There is a contradiction on whether the insert operation on dict() or add operation in set() is O(n) or O(1), where n is the length of the string.

Suppose we have strings which vary in length i.e. n1, n2, ...n_x. Then the time complexity of performing the following:

s = set()
d = dict()
for x in {N}: # where N = [n1, n2, ... n_x]
  s.add(x)
  d[x] = 1

is O(len(N) * Z) where Z = len(n_1) + len(n_2) + ... len(n_x) If we assume that add or insert is O(1) operation then the time complexity will be O(len(N)).

Is the above true?

From: http://svn.python.org/projects/python/trunk/Objects/stringobject.c we see that the computation of the hash depends on the length of the string which is what I am assuming is len below:

static long string_hash(PyStringObject *a)
{
    register Py_ssize_t len;
    register unsigned char *p;
    register long x;

    if (a->ob_shash != -1)
        return a->ob_shash;
    len = Py_SIZE(a);
    p = (unsigned char *) a->ob_sval;
    x = *p << 7;
    while (--len >= 0)
        x = (1000003*x) ^ *p++;
    x ^= Py_SIZE(a);
    if (x == -1)
        x = -2;
    a->ob_shash = x;
    return x;
}

Here (efficiency of long (str) keys in python dictionary) someone showed that varying the length of the string does not affect the time of computing a hash.
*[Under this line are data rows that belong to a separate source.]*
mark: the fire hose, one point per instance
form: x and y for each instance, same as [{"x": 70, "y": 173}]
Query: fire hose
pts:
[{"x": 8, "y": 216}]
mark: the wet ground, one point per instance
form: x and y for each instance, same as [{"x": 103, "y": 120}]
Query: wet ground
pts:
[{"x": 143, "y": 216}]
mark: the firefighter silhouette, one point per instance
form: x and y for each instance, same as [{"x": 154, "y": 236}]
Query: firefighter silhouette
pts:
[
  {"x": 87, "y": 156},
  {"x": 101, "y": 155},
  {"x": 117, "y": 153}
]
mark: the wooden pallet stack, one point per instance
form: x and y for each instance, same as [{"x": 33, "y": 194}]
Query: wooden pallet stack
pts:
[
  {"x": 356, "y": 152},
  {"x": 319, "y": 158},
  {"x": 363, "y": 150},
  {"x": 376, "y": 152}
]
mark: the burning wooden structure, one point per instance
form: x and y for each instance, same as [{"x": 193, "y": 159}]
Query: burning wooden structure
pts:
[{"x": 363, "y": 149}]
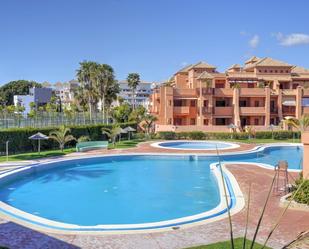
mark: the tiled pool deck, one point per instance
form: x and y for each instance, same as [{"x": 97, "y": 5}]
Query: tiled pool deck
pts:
[{"x": 294, "y": 222}]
But this contradicts the above code.

From the following link we know that the hash value once computed is stored in the object. This means that lookup will be constant time O(1). Get dictionary keys hashes without recalculation However, the insertion/adding which is when the computation of the hash is done should be linear.

Answer 1

There are gazillion things on which the performance of insert depends on. The calculation of hash function indeed is O(k) for a string of length k, but it is just uninteresting in general case.
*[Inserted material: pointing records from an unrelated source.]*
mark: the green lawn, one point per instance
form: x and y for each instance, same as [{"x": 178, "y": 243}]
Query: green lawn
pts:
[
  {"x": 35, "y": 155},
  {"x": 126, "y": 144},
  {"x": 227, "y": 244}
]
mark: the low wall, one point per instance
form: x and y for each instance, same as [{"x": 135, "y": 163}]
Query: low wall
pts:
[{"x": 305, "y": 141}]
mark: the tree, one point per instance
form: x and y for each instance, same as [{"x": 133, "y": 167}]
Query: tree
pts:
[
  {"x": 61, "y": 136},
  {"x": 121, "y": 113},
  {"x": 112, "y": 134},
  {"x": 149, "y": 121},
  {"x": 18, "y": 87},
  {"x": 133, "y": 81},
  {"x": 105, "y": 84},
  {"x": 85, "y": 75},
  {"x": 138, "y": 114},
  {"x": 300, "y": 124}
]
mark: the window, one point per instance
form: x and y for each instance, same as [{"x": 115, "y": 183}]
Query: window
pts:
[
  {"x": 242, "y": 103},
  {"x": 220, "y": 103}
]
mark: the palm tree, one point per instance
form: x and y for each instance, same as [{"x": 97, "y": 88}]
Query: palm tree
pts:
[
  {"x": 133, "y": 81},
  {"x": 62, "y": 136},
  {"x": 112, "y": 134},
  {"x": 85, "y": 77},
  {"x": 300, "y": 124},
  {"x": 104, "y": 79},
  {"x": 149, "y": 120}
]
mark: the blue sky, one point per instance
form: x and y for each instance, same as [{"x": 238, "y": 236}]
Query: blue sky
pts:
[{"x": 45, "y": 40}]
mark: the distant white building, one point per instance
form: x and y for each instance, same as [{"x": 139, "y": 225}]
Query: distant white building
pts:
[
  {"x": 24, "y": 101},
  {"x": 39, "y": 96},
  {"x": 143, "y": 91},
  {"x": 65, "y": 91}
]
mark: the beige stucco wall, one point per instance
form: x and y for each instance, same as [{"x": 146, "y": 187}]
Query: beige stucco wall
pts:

If you consider string keys of only 8 bytes of length, there are 18446744073709551616 different combinations and 8 is a constant, calculation of hash for 8-byte key is O(8) is O(1).

But at 18446744073709551616 items, insertion to hash table could still take 1 µs. And for list, where insertion to the beginning would be O(n), and the insertion/copying of one item took only one nanosecond at the end of the list, insertion to the beginning of a list of that many items could take 585 years.

OTOH, while it is conceivable that you might have a collection of 4294967296 or even 18446744073709551616 items, if you've got a key of 4294967296 or 18446744073709551616 bytes to your hash table you seriously need to rethink your architecture.